In the python subprocess module, if we wanted to run the shell command
foo | grep bar
from within python, we might use
p1 = Popen(["foo"], stdout = PIPE)
p2 = Popen(["grep", "bar"], stdin = p1.stdout, stdout = PIPE)
p1.stdout.close()
output = p2.communicate()[0]
I'm confused about the line p1.stdout.close(). If you'll forgive me, I'll trace through how I think the program works, and the error will hopefully reveal itself.
It seems to me that when the line output = p2.communicate()[0] is enacted by python, python tries to call p2, it recognizes that it needs output from p1. So it calls p1, which executes foo and throws the output on the stack so that p2 can finish executing. And then p2 finishes.

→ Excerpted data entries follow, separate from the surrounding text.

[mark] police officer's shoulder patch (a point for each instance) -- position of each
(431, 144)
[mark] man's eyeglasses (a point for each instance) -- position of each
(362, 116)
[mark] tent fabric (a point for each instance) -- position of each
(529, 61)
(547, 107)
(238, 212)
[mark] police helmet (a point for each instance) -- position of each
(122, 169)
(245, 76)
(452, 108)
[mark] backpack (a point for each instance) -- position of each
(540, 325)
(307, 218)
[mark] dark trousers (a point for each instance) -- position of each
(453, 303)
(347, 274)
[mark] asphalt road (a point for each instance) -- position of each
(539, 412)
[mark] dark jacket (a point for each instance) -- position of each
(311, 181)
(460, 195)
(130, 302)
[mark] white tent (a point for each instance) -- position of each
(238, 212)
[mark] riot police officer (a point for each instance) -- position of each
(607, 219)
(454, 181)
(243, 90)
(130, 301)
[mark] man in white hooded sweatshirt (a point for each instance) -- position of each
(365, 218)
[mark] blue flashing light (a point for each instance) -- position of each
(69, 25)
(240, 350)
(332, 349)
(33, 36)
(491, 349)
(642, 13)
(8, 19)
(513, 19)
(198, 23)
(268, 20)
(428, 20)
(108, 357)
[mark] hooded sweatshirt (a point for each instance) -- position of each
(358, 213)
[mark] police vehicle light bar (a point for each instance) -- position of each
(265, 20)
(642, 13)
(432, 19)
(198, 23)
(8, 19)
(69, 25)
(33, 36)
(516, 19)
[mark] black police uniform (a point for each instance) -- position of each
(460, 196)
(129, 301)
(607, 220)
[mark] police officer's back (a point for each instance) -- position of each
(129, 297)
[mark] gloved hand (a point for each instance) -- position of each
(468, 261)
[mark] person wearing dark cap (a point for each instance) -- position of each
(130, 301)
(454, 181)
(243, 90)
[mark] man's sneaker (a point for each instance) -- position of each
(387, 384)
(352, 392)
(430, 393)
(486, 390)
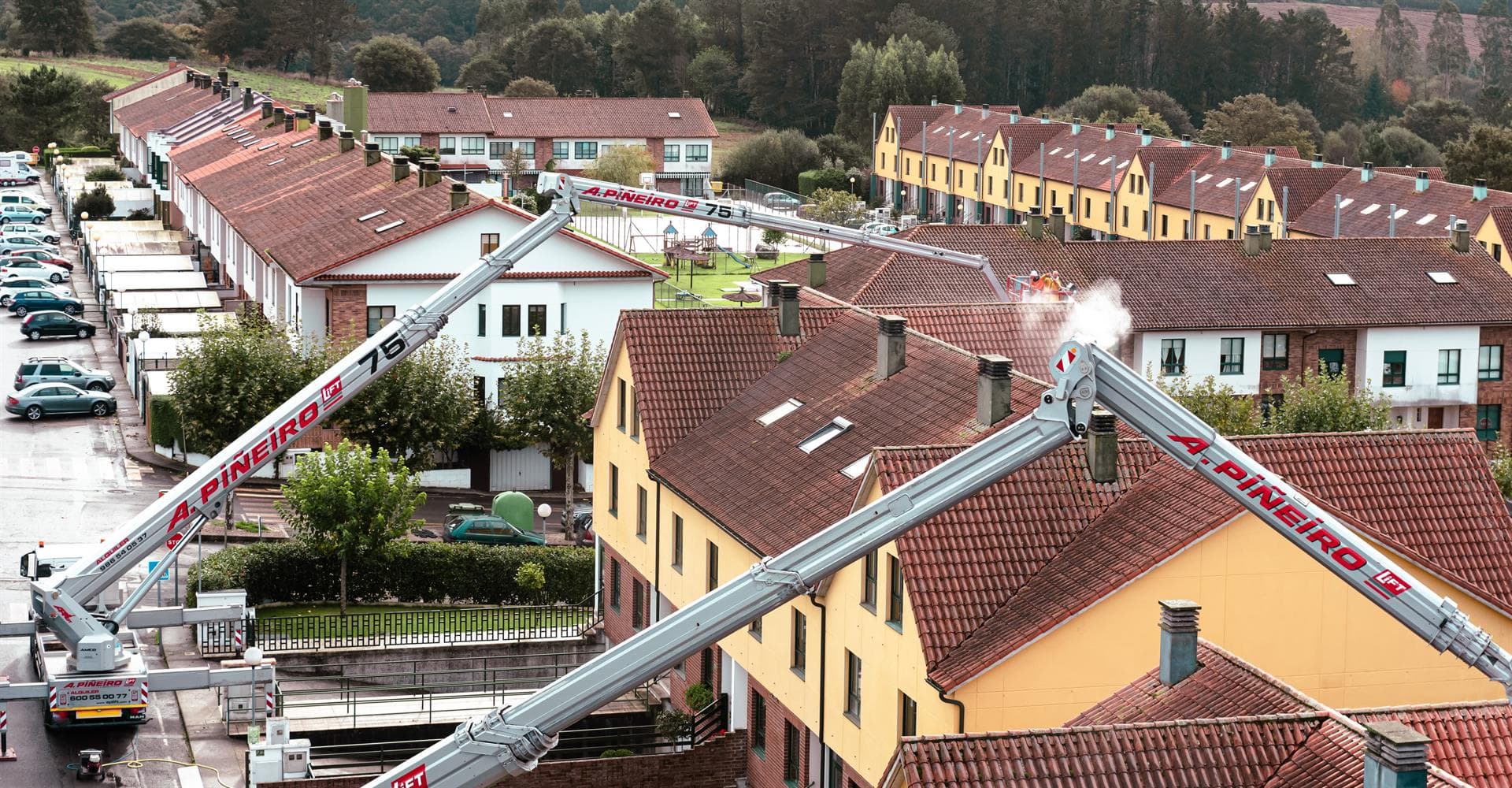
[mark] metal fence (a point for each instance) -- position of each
(419, 626)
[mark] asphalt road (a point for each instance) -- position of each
(69, 480)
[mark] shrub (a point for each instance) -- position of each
(424, 572)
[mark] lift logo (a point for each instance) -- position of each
(412, 779)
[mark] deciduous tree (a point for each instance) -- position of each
(350, 501)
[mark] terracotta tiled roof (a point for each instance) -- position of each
(688, 363)
(1473, 740)
(1392, 274)
(586, 118)
(1224, 686)
(770, 493)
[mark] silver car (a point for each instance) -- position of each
(57, 398)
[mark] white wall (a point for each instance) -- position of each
(1421, 345)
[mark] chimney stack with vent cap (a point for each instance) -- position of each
(818, 271)
(1178, 640)
(892, 340)
(1396, 755)
(994, 389)
(1102, 448)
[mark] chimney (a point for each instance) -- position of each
(1102, 448)
(1459, 236)
(1178, 640)
(788, 309)
(994, 389)
(891, 345)
(1058, 223)
(1396, 755)
(1251, 241)
(817, 271)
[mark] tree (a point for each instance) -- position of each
(1255, 120)
(716, 77)
(543, 400)
(59, 26)
(395, 64)
(622, 164)
(417, 409)
(1487, 153)
(1446, 44)
(1317, 403)
(146, 39)
(529, 88)
(350, 501)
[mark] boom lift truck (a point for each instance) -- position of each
(511, 740)
(85, 652)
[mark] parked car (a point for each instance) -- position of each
(59, 370)
(16, 197)
(32, 268)
(55, 398)
(43, 233)
(55, 324)
(487, 530)
(29, 301)
(16, 284)
(20, 214)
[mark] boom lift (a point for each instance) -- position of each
(83, 651)
(511, 740)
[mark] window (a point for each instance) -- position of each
(640, 511)
(759, 725)
(790, 753)
(1449, 368)
(1488, 422)
(378, 318)
(614, 584)
(894, 592)
(1395, 370)
(869, 592)
(1231, 356)
(1173, 357)
(853, 687)
(1490, 362)
(1273, 351)
(800, 641)
(614, 490)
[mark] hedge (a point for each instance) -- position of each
(428, 572)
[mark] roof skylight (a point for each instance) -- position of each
(825, 434)
(767, 419)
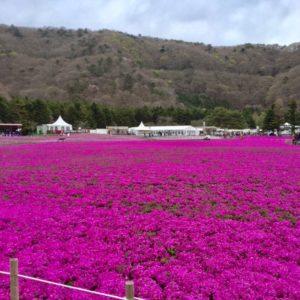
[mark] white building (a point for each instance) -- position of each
(59, 126)
(177, 130)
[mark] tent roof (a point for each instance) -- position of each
(142, 127)
(60, 122)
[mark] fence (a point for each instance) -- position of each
(14, 284)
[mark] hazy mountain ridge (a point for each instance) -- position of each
(120, 69)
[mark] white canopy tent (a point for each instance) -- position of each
(143, 130)
(58, 126)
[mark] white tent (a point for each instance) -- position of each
(57, 127)
(143, 130)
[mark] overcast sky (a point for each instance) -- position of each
(217, 22)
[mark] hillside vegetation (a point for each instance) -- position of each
(119, 69)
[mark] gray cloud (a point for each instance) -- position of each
(217, 22)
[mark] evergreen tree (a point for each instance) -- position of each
(271, 120)
(292, 114)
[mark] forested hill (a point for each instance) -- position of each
(120, 69)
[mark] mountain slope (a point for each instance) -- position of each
(119, 69)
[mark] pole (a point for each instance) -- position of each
(14, 281)
(129, 288)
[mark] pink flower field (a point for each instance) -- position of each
(186, 220)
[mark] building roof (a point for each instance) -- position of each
(59, 122)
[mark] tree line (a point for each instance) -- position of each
(32, 112)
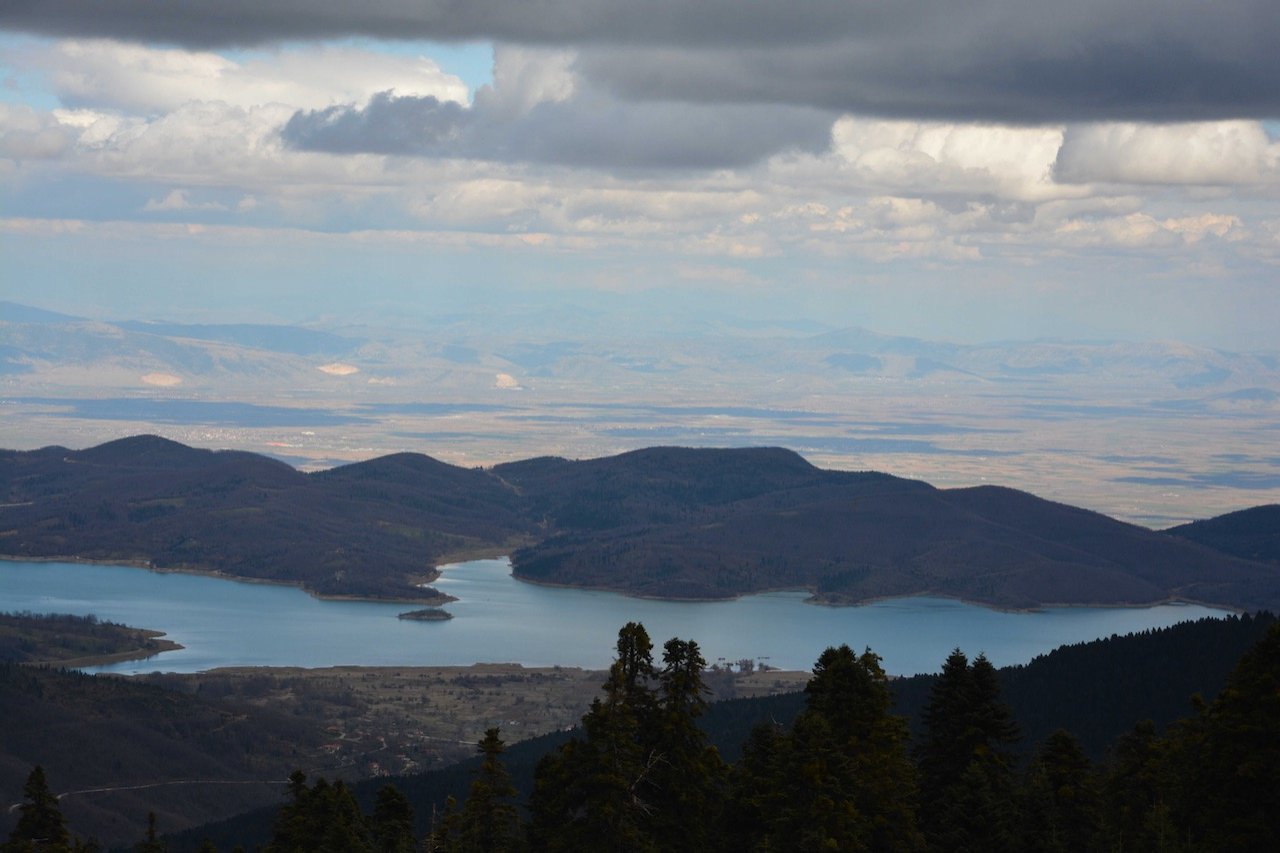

But nowhere in this trace does p1.stdout.close() actually happen. So what is actually happening? It seems to me that this ordering of lines might matter too, so that the following wouldn't work:
p1 = Popen(["foo"], stdout = PIPE)
p1.stdout.close()
p2 = Popen(["grep", "bar"], stdin = p1.stdout, stdout = PIPE)
output = p2.communicate()[0]
And that's the status of my understanding.
解决方案
p1.stdout.close() is necessary for foo to detect when the pipe is broken e.g., when p2 exits prematurely.
If there is no p1.stdout.close() then p1.stdout remains open in the parent process and even if p2 exits; p1 won't know that nobody reads p1.stdout i.e., p1 will continue to write to p1.stdout until the corresponding OS pipe buffer is full and then it just blocks forever.
To emulate foo | grep bar shell command without a shell:
#!/usr/bin/env python3
from subprocess import Popen, PIPE
with Popen(['grep', 'bar'], stdin=PIPE) as grep, \
Popen(['foo'], stdout=grep.stdin):
grep.communicate()